Interchange of sum and limit in sequence algebra As you may know,
Let $ {a_n} $ and $ {b_n} $ be convergent sequence with limit L, M respectively, then the following is true
$ \lim_{n\to \infty} (a_n + b_n) = \lim_{n\to \infty} a_n +\lim_{n\to \infty} b_n = L+M$
In the following case
$$ \lim \frac{\sum_{k=1}^n k}{n^2} = \lim \frac{\frac{n(n+1)}{2}}{n^2} = \frac{1}{2}$$
is true but
$$ \lim \frac{\sum_{k=1}^n k}{n^2} = \lim \frac{1+2+3+\cdots+n}{n^2} = \lim \frac{1}{n^2} + \lim \frac{2}{n^2} + \cdots + \lim \frac{n}{n^2} = 0$$
I think this cannot be true because there are infinitely many terms.
However, let $ \alpha $ be a positive real number, then the following can be true
$$ \lim \frac{\sum_{k=1}^n k}{n^{2+\alpha}} = \lim \frac{1+2+3+\cdots+n}{n^{2+\alpha}} = \lim \frac{1}{n^{2+\alpha}} + \lim \frac{2}{n^{2+\alpha}} + \cdots + \lim \frac{n}{n^{2+\alpha}} = 0$$
Does this have something to do with uniform convergence?
When can I interchange the limit and sigma in limit operation of sequence?
 A: $\lim_{n\to\infty}\frac1{n^2}(1+2+\cdots+n)\ne\lim\frac1{n^2}+\cdots+\lim\frac n{n^2}$ becuase the number of terms varies with $n$.  You can only apply the sum of limits rule, if the number of terms stay fixed.
A: You can't interchange limit and sum when evaluating a limit of the form $\lim_{n\to \infty} \sum_{k = 1}^n a_k$ because the number of summands of the sequence $\sum_{k = 1}^n a_k$ depends on $n$.
A: Unfortunately what you've written makes little sense. You aren't actually interchanging sum and limit but rather somewhat abusing the definition of a sum as Tim implies in his answer. 
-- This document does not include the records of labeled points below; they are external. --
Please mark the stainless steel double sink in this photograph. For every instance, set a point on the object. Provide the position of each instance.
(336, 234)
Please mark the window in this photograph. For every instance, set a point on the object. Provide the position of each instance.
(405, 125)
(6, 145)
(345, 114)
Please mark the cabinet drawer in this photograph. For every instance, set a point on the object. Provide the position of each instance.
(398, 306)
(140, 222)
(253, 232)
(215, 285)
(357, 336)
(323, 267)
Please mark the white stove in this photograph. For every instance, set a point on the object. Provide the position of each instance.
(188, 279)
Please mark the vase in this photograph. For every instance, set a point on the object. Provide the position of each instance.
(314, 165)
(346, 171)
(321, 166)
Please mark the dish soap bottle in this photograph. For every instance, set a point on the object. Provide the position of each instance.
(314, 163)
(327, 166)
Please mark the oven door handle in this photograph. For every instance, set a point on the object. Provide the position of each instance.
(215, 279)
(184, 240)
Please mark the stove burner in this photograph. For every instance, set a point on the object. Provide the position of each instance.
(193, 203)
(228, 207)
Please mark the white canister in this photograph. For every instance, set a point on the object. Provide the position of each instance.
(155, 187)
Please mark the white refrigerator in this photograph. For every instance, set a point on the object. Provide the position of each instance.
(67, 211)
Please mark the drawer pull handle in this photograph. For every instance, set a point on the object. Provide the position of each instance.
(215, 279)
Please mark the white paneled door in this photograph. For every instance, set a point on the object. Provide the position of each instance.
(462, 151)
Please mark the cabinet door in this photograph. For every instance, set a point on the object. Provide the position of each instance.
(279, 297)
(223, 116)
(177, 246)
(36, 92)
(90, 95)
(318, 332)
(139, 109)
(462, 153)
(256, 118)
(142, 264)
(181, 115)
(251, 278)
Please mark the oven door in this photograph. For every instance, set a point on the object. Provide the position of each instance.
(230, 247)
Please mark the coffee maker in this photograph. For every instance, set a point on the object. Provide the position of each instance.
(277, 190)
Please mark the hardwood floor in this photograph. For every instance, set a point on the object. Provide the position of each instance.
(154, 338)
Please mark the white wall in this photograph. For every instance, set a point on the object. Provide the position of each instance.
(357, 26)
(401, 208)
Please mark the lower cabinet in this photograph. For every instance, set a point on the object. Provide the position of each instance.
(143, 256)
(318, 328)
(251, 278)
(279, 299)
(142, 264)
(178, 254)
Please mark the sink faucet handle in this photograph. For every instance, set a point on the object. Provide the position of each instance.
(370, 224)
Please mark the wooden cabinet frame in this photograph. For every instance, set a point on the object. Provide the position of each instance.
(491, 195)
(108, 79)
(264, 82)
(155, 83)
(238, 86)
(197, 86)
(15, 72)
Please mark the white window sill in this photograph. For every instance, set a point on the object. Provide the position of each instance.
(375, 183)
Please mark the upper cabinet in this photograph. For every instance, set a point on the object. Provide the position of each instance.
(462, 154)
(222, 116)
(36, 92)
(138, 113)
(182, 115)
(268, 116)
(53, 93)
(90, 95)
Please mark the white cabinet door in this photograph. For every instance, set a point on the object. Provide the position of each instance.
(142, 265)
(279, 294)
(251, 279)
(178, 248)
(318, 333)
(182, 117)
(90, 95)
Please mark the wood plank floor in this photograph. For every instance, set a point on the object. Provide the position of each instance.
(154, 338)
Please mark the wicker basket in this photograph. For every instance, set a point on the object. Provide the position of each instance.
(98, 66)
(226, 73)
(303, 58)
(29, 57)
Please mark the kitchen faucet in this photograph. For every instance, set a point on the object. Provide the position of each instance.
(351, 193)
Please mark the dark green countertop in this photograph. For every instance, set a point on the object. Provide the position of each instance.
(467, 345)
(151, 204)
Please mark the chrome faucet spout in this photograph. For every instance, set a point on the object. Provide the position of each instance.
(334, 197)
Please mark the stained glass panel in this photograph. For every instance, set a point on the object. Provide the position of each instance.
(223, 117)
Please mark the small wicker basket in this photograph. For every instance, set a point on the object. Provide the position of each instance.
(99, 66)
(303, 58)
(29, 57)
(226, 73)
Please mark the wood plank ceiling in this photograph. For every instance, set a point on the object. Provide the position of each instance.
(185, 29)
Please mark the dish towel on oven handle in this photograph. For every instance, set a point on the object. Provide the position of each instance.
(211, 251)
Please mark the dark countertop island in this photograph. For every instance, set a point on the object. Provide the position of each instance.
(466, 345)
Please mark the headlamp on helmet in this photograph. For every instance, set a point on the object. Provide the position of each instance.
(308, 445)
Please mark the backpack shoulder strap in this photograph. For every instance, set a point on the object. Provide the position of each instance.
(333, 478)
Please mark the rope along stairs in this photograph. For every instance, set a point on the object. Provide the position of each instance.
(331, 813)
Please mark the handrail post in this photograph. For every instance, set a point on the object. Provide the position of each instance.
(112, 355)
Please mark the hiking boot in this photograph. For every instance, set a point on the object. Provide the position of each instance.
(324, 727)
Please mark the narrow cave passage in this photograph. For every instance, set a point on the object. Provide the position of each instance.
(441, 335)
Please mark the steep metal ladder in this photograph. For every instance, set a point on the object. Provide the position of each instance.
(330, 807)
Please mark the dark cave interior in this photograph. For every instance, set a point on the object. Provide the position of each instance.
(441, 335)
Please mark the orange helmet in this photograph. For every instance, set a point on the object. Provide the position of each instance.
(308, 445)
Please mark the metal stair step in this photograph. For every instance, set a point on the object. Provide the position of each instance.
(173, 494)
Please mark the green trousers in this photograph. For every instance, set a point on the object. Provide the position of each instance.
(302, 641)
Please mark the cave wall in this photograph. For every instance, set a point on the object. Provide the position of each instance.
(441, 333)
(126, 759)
However, you can in some sense make an interpretation of what you've written as a Riemann integral. For example:
$$\frac{1}{2}=\int_0^1 xdx = \lim_{n\rightarrow\infty} \frac{1}{n} \sum_{k=1}^n k/n,$$
which comes from:
$$\int_0^1 f(x)dx = \lim_{n\rightarrow\infty} \sum_{k=1}^n f(k/n)\frac{1}{n}.$$
So if you squint, your interpretation is basically that of a Riemann Integral: you are adding up pieces of height $f(k/n)$ and width $1/n$ which have smaller and smaller area. It is wrong to say that you can pass the limit to each term because then you really do get zero, which is wrong.